L’Église catholique s’apprête à célébrer un Synode dédié à la région pan-amazonienne, une grande ressource verte pour notre « Mère Terre ». Vous avez toujours été particulièrement sensible au thème de la sauvegarde de la création. Pourquoi est-il important que cette sensibilité se répande, et que peuvent faire les chrétiens ensemble pour aider concrètement ?
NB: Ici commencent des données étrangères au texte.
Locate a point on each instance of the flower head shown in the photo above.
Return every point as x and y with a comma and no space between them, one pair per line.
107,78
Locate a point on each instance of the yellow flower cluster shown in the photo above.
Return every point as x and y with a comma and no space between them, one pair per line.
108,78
« La protection de notre environnement naturel est une priorité pour le Patriarcat œcuménique depuis plus de trente ans. Les raisons sont écologiques, mais aussi théologiques. La création est un don de Dieu à toute l’humanité. C’est dans la Création, à laquelle les êtres humains participent, que se réalise la grâce salvatrice de Dieu pour le salut du monde. Ainsi, nous avons toujours été particulièrement attachés à l’idée que la destruction de la nature est avant tout une question spirituelle et un péché. C’est pourquoi la réponse doit aussi être spirituelle.
Nous prions pour la Création dans chaque liturgie. Nous prions en particulier pour la protection de l’environnement tous les 1er septembre. La prière est essentielle, mais ce n’est qu’un premier pas. Les chrétiens doivent s’engager dans le développement d’une écologie spirituelle basée sur le thème de la conversion. Nous entendons souvent la question de la conversion quand nous parlons, par exemple, du sacrement de la confession. C’est la même chose ici. Si la destruction de l’environnement est un péché, nous ne pouvons pas la protéger sans conversion. Parce que c’est de la conversion des cœurs que viendra la conscience de notre responsabilité. Dans la tradition chrétienne, nous avons les moyens de penser et d’influencer la transformation de nos modes de vie : culte, ascèse, jeûne et actions charitables ».